Having grit is particularly important in challenging contexts.
by Milana Hogan
August 1, 2014
If you ask highly successful business leaders to describe what contributed most to their success, you’re likely to hear a variety of answers, such as finding the right mentor or sponsor, building the right team and being in the right place at the right time.
But what about the factors that do not depend on good luck? Of the factors employees have complete control over, two noncognitive traits — grit and a growth mindset — hold much promise for leadership development.
Angela Duckworth, a psychologist at the University of Pennsylvania, described grit as “perseverance and passion for long-term goals.” Among other things, the research on grit has shown that grittier individuals tend to work harder and longer than their peers and are more likely to engage in deliberate efforts to improve their performance. They are more likely to stay the course and not get distracted by immediate, short-term interests or needs, and having grit is particularly important in challenging contexts.
Mindset is quite similar to grit. Carol Dweck, a psychologist at Stanford University, suggests people generally have one of two mindsets — fixed or growth. People with a fixed mindset believe their strengths are predetermined. They believe they have a certain amount of intelligence and talent, and these gifts are immutable.
People with a growth mindset see their abilities as flexible entities that can be developed through dedication and effort. They understand that no one has ever reached expert levels of performance without years of practice, hard work and setbacks. Individuals with a growth mindset tend to outperform those with a fixed mindset, and are far less likely to get frustrated when things become challenging.
Dweck argues that mindset is a powerful tool that profoundly affects the way you lead your life and can determine whether you commit to, and accomplish, the things you want.
Grit and growth mindset, or the synonyms of these traits, such as persistence, perseverance, the ability to overcome obstacles, profound belief in the power of hard work and effort, and dedication and focus are often used to describe an organization’s strongest and most promising employees.

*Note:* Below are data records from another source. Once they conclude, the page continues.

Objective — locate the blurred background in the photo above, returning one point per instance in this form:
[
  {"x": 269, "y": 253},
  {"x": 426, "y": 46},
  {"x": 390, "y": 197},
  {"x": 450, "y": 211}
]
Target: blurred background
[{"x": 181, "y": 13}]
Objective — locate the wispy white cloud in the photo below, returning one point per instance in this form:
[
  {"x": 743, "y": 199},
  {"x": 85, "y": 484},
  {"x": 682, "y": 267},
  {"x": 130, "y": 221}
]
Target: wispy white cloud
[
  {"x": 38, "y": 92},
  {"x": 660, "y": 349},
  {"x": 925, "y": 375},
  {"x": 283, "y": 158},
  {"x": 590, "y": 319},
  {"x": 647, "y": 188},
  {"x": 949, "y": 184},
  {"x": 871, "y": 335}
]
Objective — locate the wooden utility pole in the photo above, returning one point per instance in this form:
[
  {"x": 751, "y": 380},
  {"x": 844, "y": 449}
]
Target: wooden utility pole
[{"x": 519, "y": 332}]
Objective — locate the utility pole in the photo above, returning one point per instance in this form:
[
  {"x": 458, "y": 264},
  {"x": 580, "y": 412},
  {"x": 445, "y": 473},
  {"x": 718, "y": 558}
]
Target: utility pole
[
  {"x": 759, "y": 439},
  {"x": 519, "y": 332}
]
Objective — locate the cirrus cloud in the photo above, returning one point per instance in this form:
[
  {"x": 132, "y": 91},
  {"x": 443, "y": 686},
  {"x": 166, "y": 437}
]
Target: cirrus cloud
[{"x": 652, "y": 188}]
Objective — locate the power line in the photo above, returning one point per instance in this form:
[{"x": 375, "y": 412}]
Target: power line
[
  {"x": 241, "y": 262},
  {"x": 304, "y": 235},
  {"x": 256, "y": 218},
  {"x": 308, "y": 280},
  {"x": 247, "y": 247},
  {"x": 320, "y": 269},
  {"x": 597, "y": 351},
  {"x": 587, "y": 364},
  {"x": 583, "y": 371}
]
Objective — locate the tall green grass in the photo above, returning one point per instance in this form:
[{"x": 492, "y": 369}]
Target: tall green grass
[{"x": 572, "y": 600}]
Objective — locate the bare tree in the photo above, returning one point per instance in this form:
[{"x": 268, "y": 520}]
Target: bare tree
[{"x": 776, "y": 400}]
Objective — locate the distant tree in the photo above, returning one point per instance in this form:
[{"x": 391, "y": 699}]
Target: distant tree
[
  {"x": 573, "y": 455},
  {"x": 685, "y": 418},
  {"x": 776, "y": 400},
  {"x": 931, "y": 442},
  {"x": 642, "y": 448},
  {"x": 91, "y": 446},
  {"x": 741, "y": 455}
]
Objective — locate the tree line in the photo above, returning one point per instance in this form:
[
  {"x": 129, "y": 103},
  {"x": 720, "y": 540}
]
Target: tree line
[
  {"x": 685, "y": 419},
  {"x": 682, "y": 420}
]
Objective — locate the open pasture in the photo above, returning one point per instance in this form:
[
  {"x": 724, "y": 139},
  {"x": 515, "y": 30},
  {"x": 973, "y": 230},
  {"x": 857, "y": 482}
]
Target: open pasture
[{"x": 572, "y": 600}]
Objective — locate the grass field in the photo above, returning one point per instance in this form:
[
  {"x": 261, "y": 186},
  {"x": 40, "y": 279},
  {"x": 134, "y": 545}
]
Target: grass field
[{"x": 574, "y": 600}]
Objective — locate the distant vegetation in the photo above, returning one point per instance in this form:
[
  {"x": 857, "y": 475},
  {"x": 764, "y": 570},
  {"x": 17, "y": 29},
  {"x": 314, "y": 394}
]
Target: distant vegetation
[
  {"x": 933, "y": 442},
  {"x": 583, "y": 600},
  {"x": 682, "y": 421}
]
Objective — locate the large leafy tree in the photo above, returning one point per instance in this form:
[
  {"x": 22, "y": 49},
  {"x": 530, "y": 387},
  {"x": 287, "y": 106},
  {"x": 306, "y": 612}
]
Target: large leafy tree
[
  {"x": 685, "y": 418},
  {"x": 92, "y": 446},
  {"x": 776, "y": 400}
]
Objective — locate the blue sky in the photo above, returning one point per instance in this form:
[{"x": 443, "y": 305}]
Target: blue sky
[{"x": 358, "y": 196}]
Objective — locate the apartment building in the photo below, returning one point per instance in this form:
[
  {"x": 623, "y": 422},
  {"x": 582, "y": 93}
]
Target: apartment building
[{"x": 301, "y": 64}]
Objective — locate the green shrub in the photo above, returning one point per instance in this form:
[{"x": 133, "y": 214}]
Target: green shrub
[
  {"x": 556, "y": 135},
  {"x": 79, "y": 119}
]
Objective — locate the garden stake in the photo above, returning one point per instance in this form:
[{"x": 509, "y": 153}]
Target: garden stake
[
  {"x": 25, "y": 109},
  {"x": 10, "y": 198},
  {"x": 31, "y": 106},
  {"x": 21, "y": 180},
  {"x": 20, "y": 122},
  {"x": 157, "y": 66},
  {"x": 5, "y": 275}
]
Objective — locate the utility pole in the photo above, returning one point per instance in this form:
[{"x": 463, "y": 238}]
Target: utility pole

Here are three ways learning practitioners can incorporate these traits:
Teach employees how to handle and learn from failure. Most successful people have failed repeatedly. Ask Oprah Winfrey, J.K Rowling, Phil Mickelson or any number of successful people, and they will tell you about times when they struggled and weren’t sure they had what it takes. Learning leaders need to teach their employees how to deal with the negative emotions that go hand-in-hand with the inevitable setbacks, losses and failures that are a part of the typical professional path. We can teach employees appropriate coping strategies such as distancing oneself from the loss, understanding the limits of what you can and cannot control, even deep breathing and journaling to get rid of negative emotions in the workplace.
Praise efforts, not outcomes. You don’t want to send the wrong message about the importance of grit or growth mindset by overlooking these traits in performance evaluation. Evaluations should focus on more than results. As Dweck suggests, praise effort in addition to ability. Insert a category that evaluates how persistent employees are, or the extent to which they persevere in spite of challenging obstacles. Results are important, but it is far better for an organization to encourage employees to exert effort and continue developing their skills because it will increase the likelihood of the individual employee’s success and create a larger pool of well-rounded future leaders.
Help employees identify their passions. Grit is as much about passion as it is about perseverance. We should encourage employees to identify what they love to do and then help them pursue it with zeal. Too often, employees don’t think about their passions because they are focused on their immediate to-do lists. If you don’t know what makes you happy, it’s hard to pursue it, and if you’re not passionate about what you’re pursuing, research shows you won’t be able to achieve the same levels of success.
While these recommendations may not fit with conventional wisdom, learning professionals can leverage the emerging science behind these two traits to develop and expand their pool of future leaders.